I have to confess. I am responsible for Paul Hamm’s gold medal at the Olympics in the all around gymnastics competition. And just to completely ease my conscience, I probably should admit I had a lot to do with Carly Patterson’s win in the women’s all around gymnastics competition also.

Why, you ask, would an aging baby boomer sitting on a couch in Anchorage who finds running up a short flight of stairs a physical challenge think that she had ANY connection whatsoever to the world of Olympic gymnastics?  Well, the ugly truth is that I was the one who sent the bad vibes out to the other competitors urging them to falter, to fall, to take that extra step on landing.

What you need to understand here is that I am not ordinarily very interested in sports or athletics.  In my own life, I tried softball once and quickly found out who the far back in right field position was for.  We won’t even talk about my attempts to connect a thin piece of wood with a small, round moving object.  Suffice to say, I never got close enough to first base to even catch sight of the opposing team’s right fielder.

I had a roommate for many years to whom the word seasons meant baseball, basketball or football.  Any other concept of the passing of time just flew over his head.  Once ESPN became available in Barrow, I was afraid he’d lose all ability to walk or be in sunlight.

But I never quite got caught up in the fascination of watching sports. So I never really followed them except for every two to four years when the Olympics were held. Then I became a blubbering captive of every sappy story put together by the networks to drag me into the personal life of some young person who had sacrificed their entire existence in order to be the best in the world at some obscure sport that would ultimately lead them to a chiropractor’s office very early in life.  I mean, seriously, how many sports get covered at the Olympics that cause you to sit up, scratch you head and exclaim, “Huh!?” You’ve never heard of it and aren’t sure but what Bob Costas might not be pulling your leg in describing it.

The obvious exception to all this is gymnastics in the summer Olympics and ice-skating in the winter Olympics.  Once every four years everyone becomes an expert in these fields and cheers on our American favorites as though we’d been there all along and knew exactly what we were cheering for.

In my life, my fascination with gymnastics comes from the fact that I still can’t believe anyone can voluntarily bend their bodies that way and then nonchalantly straighten up and keep going. I get absolutely wrapped up in watching for the moment when one of the gymnasts bends over into an impossible pose, suddenly gets a look of consternation on his/her face, and has to be carried from the gym twisted round like a pretzel.

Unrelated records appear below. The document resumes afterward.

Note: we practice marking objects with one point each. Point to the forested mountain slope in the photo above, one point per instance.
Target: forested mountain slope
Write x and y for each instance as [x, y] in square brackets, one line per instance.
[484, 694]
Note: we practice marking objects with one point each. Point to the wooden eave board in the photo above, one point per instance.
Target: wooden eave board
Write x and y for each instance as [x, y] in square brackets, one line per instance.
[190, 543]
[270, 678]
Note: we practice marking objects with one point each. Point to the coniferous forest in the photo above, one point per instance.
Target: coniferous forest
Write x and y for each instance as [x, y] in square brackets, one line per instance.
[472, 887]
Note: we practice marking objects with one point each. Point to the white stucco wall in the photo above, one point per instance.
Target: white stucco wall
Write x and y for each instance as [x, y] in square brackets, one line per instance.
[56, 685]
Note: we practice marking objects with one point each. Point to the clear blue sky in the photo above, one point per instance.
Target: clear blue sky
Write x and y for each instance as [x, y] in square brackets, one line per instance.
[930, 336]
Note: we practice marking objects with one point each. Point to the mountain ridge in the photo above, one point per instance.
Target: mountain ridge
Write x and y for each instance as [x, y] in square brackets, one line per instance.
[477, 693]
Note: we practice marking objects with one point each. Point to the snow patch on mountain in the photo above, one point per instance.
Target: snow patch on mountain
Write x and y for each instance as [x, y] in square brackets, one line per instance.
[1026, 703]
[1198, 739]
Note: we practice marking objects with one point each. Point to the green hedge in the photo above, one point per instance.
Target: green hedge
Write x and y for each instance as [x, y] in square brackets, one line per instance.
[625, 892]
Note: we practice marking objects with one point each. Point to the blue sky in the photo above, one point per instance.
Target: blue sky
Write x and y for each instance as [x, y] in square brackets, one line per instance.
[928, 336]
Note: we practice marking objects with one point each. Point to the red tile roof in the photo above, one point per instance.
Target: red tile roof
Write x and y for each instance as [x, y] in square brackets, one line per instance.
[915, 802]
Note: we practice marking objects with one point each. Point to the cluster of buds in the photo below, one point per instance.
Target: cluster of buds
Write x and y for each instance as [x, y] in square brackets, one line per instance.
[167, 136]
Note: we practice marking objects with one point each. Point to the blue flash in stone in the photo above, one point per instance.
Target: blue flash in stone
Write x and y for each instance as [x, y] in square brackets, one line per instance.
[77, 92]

But that never happens and so I find myself mesmerized by the battle of the perfect bodies unfolding on my TV. And as the competition progressed this year for the men and women’s All Around, I realized that in order to win, Carly and Paul needed someone else to falter.  And as mean as it sounds, I found myself sitting there as the other gymnasts took to an apparatus thinking “Fall!  Fall!  Fall!”. 

Now I’m sure each of those gymnasts – many from poor countries whose only hope for a future was to win the gold medal – deserved victory.  But they weren’t American. And suddenly I was SO American that only an American win seemed a fair result.

The scary thing is that each time I thought “fall”, some gymnast stumbled and fell. Soon I was drunk on my own power and within minutes Paul and Carly were being crowned with olive wreaths as our new champions. 

Victory was mine.  And it tasted sweet.  Now, I have to go rest up for the winter Olympics.  Getting those other ice skaters to stumble at the right time will take all my energy and I need to start preparing now.